Gregory Bloom writes a blog for MeatingPlace where he shares over 26 years of industry experience working in six USDA inspected meat plants - buying and selling meat, working with chefs and restaurants and teaching COP classes. He is the CEO and owner of U.S. Protein. This blog first appeared on MeatingPlace on June 3, 2021, and is reprinted with permission from MeatingPlace. The views and opinions expressed in this blog are strictly those of the author.
In recent news, some in the cattle industry are looking to the federal government to come to their rescue.
Here’s a quote from the article, “The price of live cattle has plummeted in the last several years while the price of boxed beef has significantly increased and lifted prices paid by consumers at grocery stores, the senators said.”
Now, why would we ask the feds to get involved in an issue that is largely supply and demand coupled with a lack of labor in beef plants?
For six years, I bought cattle for a small beef packer in Colorado. I bought two ways: on a weekly spot cash basis and on a set advance formula basis.
Some call it grid pricing or captive supply or marketing agreements, but I just called it an agreed upon formula, that was negotiated quarterly or monthly and based on several factors. The formula I used to buy cattle was based upon the market price for live cattle. It factored in the prices for the boxed beef cutout, plus had an overage for high quality cattle and a deduction for low quality cattle.

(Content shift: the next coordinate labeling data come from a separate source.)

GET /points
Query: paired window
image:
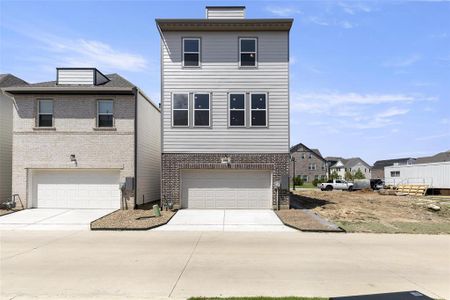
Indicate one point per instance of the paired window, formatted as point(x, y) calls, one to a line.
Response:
point(105, 113)
point(191, 52)
point(258, 110)
point(180, 110)
point(237, 110)
point(201, 110)
point(45, 113)
point(312, 167)
point(395, 173)
point(247, 52)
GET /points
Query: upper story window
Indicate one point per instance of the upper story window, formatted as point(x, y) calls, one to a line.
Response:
point(45, 113)
point(247, 52)
point(105, 113)
point(191, 52)
point(201, 110)
point(258, 110)
point(180, 110)
point(237, 110)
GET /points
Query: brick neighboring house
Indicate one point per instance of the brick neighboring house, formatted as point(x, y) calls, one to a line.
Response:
point(341, 165)
point(76, 140)
point(309, 163)
point(6, 109)
point(225, 110)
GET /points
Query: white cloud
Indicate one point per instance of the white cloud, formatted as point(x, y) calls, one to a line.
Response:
point(283, 11)
point(403, 62)
point(81, 52)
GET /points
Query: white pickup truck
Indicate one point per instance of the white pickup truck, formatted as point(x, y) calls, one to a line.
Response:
point(336, 184)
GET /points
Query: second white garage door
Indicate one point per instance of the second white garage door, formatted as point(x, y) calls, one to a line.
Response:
point(76, 189)
point(226, 189)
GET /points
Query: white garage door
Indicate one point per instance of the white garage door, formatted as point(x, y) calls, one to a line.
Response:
point(226, 189)
point(76, 189)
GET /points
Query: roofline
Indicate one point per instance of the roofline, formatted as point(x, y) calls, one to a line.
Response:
point(224, 24)
point(68, 90)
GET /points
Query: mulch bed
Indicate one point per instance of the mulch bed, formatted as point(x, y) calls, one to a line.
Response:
point(306, 221)
point(132, 219)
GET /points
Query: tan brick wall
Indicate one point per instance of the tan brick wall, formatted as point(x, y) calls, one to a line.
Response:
point(74, 120)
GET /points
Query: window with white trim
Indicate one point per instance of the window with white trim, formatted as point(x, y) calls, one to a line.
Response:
point(180, 110)
point(247, 52)
point(105, 113)
point(201, 110)
point(236, 110)
point(45, 113)
point(191, 52)
point(258, 110)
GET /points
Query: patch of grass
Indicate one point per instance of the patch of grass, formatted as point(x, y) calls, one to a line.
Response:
point(256, 298)
point(396, 227)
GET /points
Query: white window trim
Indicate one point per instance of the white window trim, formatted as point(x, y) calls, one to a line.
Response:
point(202, 109)
point(237, 109)
point(173, 109)
point(185, 52)
point(246, 52)
point(98, 113)
point(39, 113)
point(251, 110)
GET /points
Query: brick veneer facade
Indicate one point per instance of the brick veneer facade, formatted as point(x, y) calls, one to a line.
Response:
point(173, 163)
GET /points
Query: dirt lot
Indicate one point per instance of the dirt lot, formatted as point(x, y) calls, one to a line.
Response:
point(367, 211)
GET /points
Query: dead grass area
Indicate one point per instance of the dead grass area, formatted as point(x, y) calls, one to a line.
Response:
point(138, 219)
point(367, 211)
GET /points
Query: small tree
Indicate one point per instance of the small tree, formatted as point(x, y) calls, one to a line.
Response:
point(348, 176)
point(359, 175)
point(334, 175)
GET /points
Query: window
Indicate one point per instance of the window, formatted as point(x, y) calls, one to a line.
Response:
point(237, 110)
point(180, 110)
point(105, 116)
point(247, 52)
point(259, 110)
point(191, 52)
point(45, 113)
point(201, 110)
point(395, 173)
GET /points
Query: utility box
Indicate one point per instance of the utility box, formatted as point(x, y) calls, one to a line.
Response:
point(129, 183)
point(284, 184)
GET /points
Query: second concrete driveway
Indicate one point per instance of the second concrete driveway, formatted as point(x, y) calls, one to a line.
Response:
point(51, 219)
point(225, 220)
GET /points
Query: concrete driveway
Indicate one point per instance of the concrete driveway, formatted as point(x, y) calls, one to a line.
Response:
point(177, 265)
point(225, 220)
point(51, 219)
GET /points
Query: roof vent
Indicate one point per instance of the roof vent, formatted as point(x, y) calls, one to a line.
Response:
point(225, 12)
point(80, 76)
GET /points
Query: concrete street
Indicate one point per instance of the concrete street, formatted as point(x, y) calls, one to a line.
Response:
point(161, 265)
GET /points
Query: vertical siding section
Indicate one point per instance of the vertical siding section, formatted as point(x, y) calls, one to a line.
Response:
point(148, 151)
point(75, 76)
point(6, 110)
point(220, 74)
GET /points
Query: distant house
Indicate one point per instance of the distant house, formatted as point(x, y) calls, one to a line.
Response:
point(379, 165)
point(6, 111)
point(341, 165)
point(307, 163)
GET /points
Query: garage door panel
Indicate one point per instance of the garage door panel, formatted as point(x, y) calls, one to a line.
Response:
point(76, 189)
point(226, 189)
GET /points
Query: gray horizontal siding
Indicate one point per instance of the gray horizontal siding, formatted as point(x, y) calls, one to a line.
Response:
point(220, 74)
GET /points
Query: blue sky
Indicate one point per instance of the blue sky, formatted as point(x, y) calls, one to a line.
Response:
point(368, 79)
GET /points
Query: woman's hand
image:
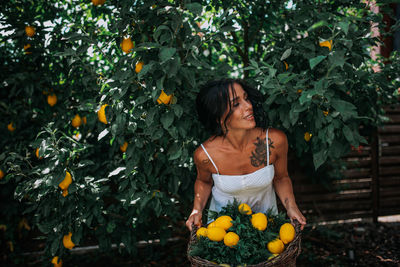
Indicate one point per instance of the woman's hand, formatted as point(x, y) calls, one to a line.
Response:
point(194, 218)
point(295, 213)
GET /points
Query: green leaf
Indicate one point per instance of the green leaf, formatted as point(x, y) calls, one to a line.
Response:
point(318, 25)
point(146, 68)
point(55, 244)
point(306, 96)
point(166, 53)
point(286, 54)
point(178, 110)
point(346, 109)
point(110, 227)
point(315, 61)
point(195, 8)
point(174, 152)
point(319, 158)
point(337, 59)
point(167, 119)
point(157, 134)
point(348, 134)
point(344, 26)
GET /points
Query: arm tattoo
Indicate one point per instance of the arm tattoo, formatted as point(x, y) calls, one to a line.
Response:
point(270, 144)
point(259, 155)
point(206, 161)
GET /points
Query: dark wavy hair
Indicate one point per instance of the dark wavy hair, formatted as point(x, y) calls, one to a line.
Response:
point(213, 100)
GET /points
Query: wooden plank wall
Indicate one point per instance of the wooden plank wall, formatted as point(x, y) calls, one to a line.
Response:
point(389, 164)
point(370, 186)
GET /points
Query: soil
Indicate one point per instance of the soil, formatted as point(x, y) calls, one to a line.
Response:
point(347, 244)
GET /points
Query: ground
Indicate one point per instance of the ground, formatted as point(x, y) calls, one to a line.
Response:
point(346, 244)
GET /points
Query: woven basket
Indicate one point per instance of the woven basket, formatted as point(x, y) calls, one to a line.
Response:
point(285, 259)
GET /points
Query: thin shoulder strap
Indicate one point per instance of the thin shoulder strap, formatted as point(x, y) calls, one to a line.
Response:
point(266, 136)
point(215, 166)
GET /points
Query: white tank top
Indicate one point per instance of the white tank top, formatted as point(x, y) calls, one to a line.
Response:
point(255, 189)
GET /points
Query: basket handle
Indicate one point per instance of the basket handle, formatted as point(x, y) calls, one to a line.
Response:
point(297, 226)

This formula was fair, as it allowed me, as the buyer, to deduct for cattle that graded Select instead of Choice, or were yield grade 3 or 4, or that that had bloodshot or dark cutter carcasses. For cattle that were yield grade 1 or 2 and graded high Choice or Prime, an overage was paid on the formula. This formula worked well for most the cattle that I bought. It was fair to me, the beef processor and the producers, and it kept emotional, subjective speculation out of the transaction.
But, I didn’t buy all the beef on formula. I negotiated weekly on a cash basis for the extra loads that my plant needed.
When I needed cattle — because boxed beef demand and prices were worthy — I’d pay up for spot loads. Much of the time, these loads cost more than the formula-priced loads. Cash prices shot up if live cattle availability was tight.
When I didn’t need cattle – because the boxed beef cutout pricing wasn’t keeping up with live cattle prices, or when demand for boxes was sluggish — I’d lay low and let my cattle sellers call me with offers. Sometimes I’d buy nothing. Cash prices would cave, especially when there were just too many cattle needing a slaughter plant – like now.
It was all simple supply and demand economics that determined the prices.
I recently spoke to a friend of mine who buys a lot of cattle on weekly basis, both on formula and cash. I asked him about grid/formula pricing vs. cash pricing for cattle.
He explained that if you’re going to need say, 60,000 head of cattle on a weekly basis and you have agreements with the largest cattle feeders in the country to buy, say 95% of the cattle you need on formula, that only leaves 5% of the cattle you need weekly on a cash basis. This low amount of cash cattle needed will drive cash prices down, creating volatility. But then the market changes in say, six weeks or six months, as it does, and you could be buying just 80% of your cattle on formula and the rest on cash. If the demand for boxed beef is strong you need to buy cattle, as you’re competing with other large buyers on the cash market, and the market gets crowded and noisy. The bottom line is that cash trading makes the market go lower than it should go at times and higher than it should go at times, which creates volatility.
This was my experience also. Now some industry economists may not agree, but when you’re sitting in the cattle buyer’s chair daily, you’ll find that buying more loads on cash creates more unnecessary havoc in the marketplace but it doesn’t always lead to overall better prices for producers.
Let’s face the simple facts: We’ve got too many cattle in the market. Packers are having labor issues and can’t run at 100% capacity. This problem will be solved in two years and prices for live cattle will favor producers more than now.
But do you really think the jam we’re in now with live cattle prices will be fixed by the DOJ? Do you think the DOJ will find any packer collusion practices? I do not.